Gaz naturel. La hausse globale des tarifs d’Énergir autorisée par la Régie de l’énergie s’élève à environ 1 % pour la période comprise entre le 1er octobre 2025 et le 30 septembre 2026. Pour une maison unifamiliale construite récemment, cela devrait représenter une augmentation de quelque 9 $.
Transport
Permis de conduire. C’est la fin du congé de paiement de la contribution d’assurance du permis de conduire. Après avoir payé seulement 25 $ leur permis ces quatre dernières années, les automobilistes devront payer le double (environ 50 $) et les motocyclistes, le triple (environ 73 $) pour l’année 2026. Ces montants demeurent toutefois bien inférieurs au tarif habituel : un permis de classe 5 sans points d’inaptitude coûte normalement 121 $.
Grâce aux surplus du fonds d’indemnisation des accidents de la route, la Société de l’assurance automobile du Québec (SAAQ) a pu offrir entre 2022 et 2025 un congé de paiement de la contribution d’assurance du permis. Pour 2026, les conducteurs bénéficient quand même d’une remise de 75 %.
Immatriculation. Après d’importantes hausses l’an dernier, la taxe d’immatriculation augmentera très modérément en 2026. Dans la grande région de Montréal, les automobilistes paieront 3,45 $ de plus, soit un total de 183,45 $ (incluant la contribution de 30 $ au transport en commun). À Québec, l’augmentation sera de 1,10 $, soit une facture de 91,10 $.
Transport en commun. Les usagers du transport en commun de la grande région de Montréal devront aussi payer plus cher en 2026. L’Autorité régionale de transport métropolitain (ARTM) prévoit augmenter le coût des titres de transport de 3 % en juillet. À Québec, le Réseau de transport de la Capitale (RTC) haussera aussi ses tarifs en juillet. L’abonnement mensuel coûtera, par exemple, 10 $ de plus, soit 115 $.

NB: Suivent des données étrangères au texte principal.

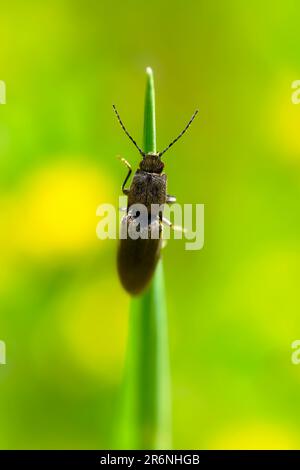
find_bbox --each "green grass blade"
[144,67,157,153]
[115,67,172,450]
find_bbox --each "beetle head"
[139,152,164,173]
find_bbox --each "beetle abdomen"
[117,218,162,296]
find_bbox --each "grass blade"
[115,67,172,450]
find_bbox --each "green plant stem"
[144,67,156,153]
[116,68,171,450]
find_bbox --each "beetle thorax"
[139,152,164,173]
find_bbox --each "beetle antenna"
[158,109,199,157]
[113,105,145,156]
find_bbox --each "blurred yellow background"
[0,0,300,449]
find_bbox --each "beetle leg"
[166,194,176,204]
[118,156,132,194]
[160,224,168,249]
[162,217,186,233]
[162,239,168,249]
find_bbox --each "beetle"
[113,104,198,295]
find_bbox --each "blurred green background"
[1,0,300,449]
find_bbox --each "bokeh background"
[0,0,300,449]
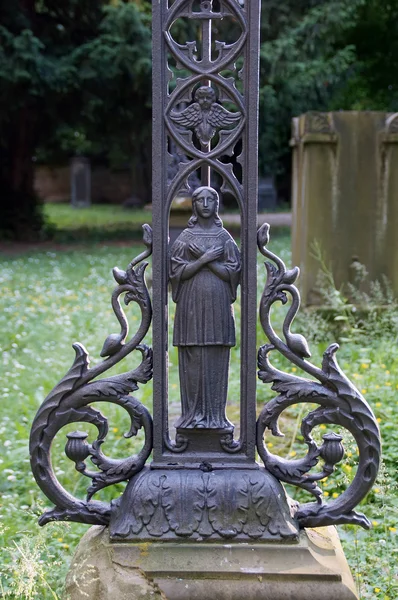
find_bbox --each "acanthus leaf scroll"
[256,223,382,529]
[29,226,154,526]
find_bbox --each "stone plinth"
[291,111,398,304]
[64,525,358,600]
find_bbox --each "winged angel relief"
[170,86,241,146]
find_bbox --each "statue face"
[195,86,216,110]
[194,189,218,219]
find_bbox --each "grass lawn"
[41,203,290,244]
[0,229,397,599]
[43,203,153,243]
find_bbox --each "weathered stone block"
[291,111,398,304]
[64,525,358,600]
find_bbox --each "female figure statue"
[169,186,241,429]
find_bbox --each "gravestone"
[29,3,381,599]
[70,156,91,207]
[291,111,398,304]
[258,176,277,211]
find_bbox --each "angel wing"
[170,103,202,128]
[208,104,242,128]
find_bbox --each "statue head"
[188,186,222,228]
[194,86,216,110]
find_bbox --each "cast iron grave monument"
[30,1,381,598]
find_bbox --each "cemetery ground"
[1,204,291,249]
[0,220,397,599]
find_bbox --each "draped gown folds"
[170,226,241,429]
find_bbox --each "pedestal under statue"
[169,186,240,430]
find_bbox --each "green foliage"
[330,0,398,111]
[0,1,152,239]
[255,238,398,600]
[258,0,364,177]
[303,241,398,343]
[258,0,398,179]
[0,231,397,598]
[30,1,152,165]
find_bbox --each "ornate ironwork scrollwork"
[256,223,382,529]
[29,226,154,526]
[164,0,246,205]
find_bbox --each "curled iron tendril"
[29,226,154,526]
[256,223,381,529]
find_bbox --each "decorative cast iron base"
[65,525,358,600]
[28,225,381,533]
[110,466,299,542]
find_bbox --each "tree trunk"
[0,0,46,241]
[130,139,152,206]
[0,108,44,241]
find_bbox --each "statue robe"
[169,226,240,429]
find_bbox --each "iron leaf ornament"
[256,223,381,529]
[29,226,154,526]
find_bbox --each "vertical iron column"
[152,0,261,464]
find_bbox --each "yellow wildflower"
[360,363,369,369]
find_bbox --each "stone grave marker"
[292,111,398,304]
[70,155,91,207]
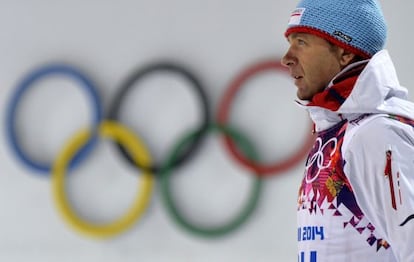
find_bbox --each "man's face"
[281,33,344,101]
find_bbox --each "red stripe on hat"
[285,26,371,59]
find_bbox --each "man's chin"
[296,90,312,101]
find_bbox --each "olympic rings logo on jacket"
[305,137,337,183]
[5,59,315,239]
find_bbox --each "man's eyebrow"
[290,33,308,39]
[287,33,300,42]
[287,33,309,43]
[289,33,298,39]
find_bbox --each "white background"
[0,1,411,261]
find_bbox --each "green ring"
[160,123,263,238]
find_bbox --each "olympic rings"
[6,63,103,174]
[160,124,262,237]
[217,60,315,176]
[52,121,154,238]
[108,62,209,174]
[5,58,313,239]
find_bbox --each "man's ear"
[339,48,356,67]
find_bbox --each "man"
[281,0,414,261]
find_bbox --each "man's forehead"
[287,32,329,44]
[288,32,312,41]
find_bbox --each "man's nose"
[281,48,295,67]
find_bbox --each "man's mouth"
[293,75,304,88]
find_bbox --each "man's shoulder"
[343,114,414,152]
[350,114,414,135]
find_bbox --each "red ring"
[217,59,315,177]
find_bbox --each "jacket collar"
[297,50,413,132]
[307,62,367,111]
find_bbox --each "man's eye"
[298,39,306,45]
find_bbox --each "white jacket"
[298,50,414,262]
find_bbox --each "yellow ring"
[51,120,154,238]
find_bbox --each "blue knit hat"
[285,0,387,58]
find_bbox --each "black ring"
[107,62,210,174]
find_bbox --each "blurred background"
[0,1,410,261]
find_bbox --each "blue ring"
[6,63,103,175]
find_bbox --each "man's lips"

À Gatineau et à Sherbrooke, les changements tarifaires entreront en vigueur dès le 1er janvier. À Gatineau, l’aller simple sera vendu à 4,75 $, soit 25 cents de plus, tandis que le titre mensuel s’élèvera à 116,50 $ (+3,50 $). Du côté de Sherbrooke, il faudra débourser 92 $ pour le titre mensuel, soit 2 $ de plus.
Taux d’intérêt
Après avoir procédé à trois baisses totalisant 75 points de base en 2025, le taux directeur est maintenant de 2,25 %. Les opinions divergent sur la direction que prendra la banque centrale en 2026, le contexte économique demeurant empreint d’incertitudes.

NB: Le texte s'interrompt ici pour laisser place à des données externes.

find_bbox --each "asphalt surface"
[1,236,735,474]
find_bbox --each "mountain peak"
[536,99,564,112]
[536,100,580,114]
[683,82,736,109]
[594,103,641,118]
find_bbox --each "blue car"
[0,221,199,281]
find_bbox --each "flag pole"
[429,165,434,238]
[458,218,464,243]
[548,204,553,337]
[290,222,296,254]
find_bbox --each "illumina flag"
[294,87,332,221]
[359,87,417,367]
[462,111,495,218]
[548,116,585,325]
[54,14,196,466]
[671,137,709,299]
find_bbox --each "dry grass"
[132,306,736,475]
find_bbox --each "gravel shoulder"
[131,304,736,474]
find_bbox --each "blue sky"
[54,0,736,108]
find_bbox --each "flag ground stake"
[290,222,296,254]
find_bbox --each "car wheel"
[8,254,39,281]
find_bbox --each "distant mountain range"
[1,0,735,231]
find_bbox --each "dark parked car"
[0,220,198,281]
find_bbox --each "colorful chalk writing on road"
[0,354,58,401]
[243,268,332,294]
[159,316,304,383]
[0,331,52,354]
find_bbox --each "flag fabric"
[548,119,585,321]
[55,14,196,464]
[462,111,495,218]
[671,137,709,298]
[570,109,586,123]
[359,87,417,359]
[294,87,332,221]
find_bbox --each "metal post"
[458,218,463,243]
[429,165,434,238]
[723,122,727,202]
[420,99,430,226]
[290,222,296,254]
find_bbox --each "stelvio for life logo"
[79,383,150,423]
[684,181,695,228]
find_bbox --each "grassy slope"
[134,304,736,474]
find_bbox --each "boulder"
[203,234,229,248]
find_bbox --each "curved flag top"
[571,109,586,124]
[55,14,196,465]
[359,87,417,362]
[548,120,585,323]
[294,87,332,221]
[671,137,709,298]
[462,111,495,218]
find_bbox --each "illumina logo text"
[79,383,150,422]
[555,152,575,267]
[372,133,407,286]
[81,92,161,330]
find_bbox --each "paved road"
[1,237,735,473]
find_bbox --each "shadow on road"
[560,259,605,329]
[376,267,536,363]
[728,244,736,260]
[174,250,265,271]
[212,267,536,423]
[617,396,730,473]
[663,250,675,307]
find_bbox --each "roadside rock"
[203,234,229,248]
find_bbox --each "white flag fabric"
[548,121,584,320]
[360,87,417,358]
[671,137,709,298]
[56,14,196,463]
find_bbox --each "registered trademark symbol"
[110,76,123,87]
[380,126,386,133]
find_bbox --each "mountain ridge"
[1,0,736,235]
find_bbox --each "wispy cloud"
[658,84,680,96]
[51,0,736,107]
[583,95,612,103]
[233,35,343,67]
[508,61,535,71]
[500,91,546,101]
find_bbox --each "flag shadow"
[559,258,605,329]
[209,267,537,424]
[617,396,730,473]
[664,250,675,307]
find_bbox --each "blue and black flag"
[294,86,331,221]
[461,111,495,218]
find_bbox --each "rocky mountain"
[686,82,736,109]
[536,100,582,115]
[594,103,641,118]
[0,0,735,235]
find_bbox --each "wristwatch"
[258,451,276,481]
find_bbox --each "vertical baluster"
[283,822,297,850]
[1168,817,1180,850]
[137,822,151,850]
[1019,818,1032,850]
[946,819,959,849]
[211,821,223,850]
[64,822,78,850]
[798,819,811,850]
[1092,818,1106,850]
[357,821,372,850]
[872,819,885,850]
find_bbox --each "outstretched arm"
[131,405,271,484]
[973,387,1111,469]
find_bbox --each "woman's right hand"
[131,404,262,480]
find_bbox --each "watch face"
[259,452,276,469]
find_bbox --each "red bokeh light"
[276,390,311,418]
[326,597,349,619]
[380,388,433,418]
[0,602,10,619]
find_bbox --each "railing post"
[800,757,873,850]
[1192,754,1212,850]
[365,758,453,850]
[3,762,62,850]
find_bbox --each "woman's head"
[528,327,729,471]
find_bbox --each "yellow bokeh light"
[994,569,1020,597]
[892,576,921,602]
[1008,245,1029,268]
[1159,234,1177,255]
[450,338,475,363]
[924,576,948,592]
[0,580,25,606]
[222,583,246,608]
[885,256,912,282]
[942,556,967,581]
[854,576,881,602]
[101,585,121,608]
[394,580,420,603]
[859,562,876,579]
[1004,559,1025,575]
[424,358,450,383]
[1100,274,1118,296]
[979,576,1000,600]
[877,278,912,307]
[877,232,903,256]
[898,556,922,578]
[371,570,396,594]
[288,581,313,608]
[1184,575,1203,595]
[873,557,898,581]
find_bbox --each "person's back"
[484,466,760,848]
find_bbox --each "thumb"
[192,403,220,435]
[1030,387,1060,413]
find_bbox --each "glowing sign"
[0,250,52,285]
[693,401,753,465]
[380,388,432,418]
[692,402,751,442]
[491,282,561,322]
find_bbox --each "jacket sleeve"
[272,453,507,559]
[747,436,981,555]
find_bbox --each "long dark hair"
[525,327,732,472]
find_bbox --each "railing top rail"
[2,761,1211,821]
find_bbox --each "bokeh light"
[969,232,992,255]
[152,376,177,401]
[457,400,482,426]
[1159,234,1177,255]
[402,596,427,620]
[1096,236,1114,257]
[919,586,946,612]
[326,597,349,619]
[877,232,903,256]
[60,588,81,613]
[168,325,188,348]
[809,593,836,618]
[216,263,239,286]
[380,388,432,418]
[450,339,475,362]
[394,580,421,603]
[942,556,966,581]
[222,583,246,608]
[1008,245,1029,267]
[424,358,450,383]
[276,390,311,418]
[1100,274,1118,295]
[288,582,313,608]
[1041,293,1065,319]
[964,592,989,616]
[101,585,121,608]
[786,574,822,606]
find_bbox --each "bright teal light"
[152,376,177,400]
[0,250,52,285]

La Banque Nationale prévoit une hausse de taux seulement au dernier trimestre, tandis que Desjardins s’attend plutôt au statu quo. La Banque du Canada elle-même ignore ce qui nous attend et reconnaît avoir de la difficulté à prévoir le moment et la direction du prochain changement de taux.

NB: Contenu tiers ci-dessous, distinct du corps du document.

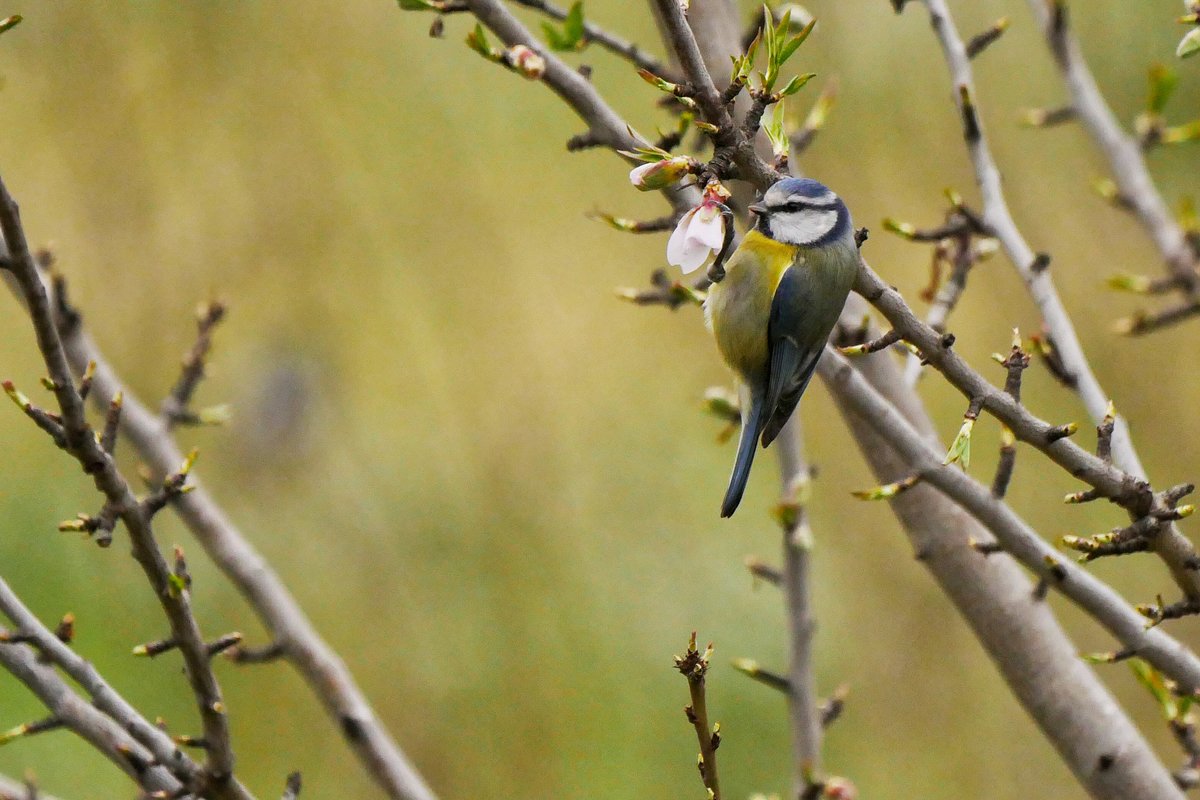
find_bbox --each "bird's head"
[748,177,852,247]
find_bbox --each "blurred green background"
[0,1,1197,798]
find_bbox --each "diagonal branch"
[822,339,1200,691]
[0,177,242,798]
[917,0,1200,603]
[0,577,213,791]
[819,344,1188,797]
[465,0,646,152]
[0,631,185,796]
[511,0,668,75]
[1024,0,1198,290]
[52,322,437,800]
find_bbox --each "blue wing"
[760,265,825,447]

Modifications au régime fiscal
Le régime fiscal québécois sera indexé à 2,05 % à compter du 1er janvier 2026. Le montant personnel de base — seuil en dessous duquel un contribuable ne paie pas d’impôts — passera de 18 571 $ à 18 952 $.
Le montant annuel de base reçu par un prestataire de l’aide sociale sera haussé de 9408 $ à 9600 $. Le taux de cotisation au Régime des rentes du Québec (RRQ) baissera de 1,85 %, et celui du Régime québécois d’assurance parentale, de 13 %. À partir de juillet, les prestations annuelles du crédit d’impôt pour la solidarité augmenteront de 1256 $ à 1281 $ pour une personne seule.
Au total, les mesures présentées dans la mise à jour économique du gouvernement québécois en novembre dernier, dont celles-ci, entraîneront des gains moyens de 182 $ par particulier pour l’année financière 2026-2027.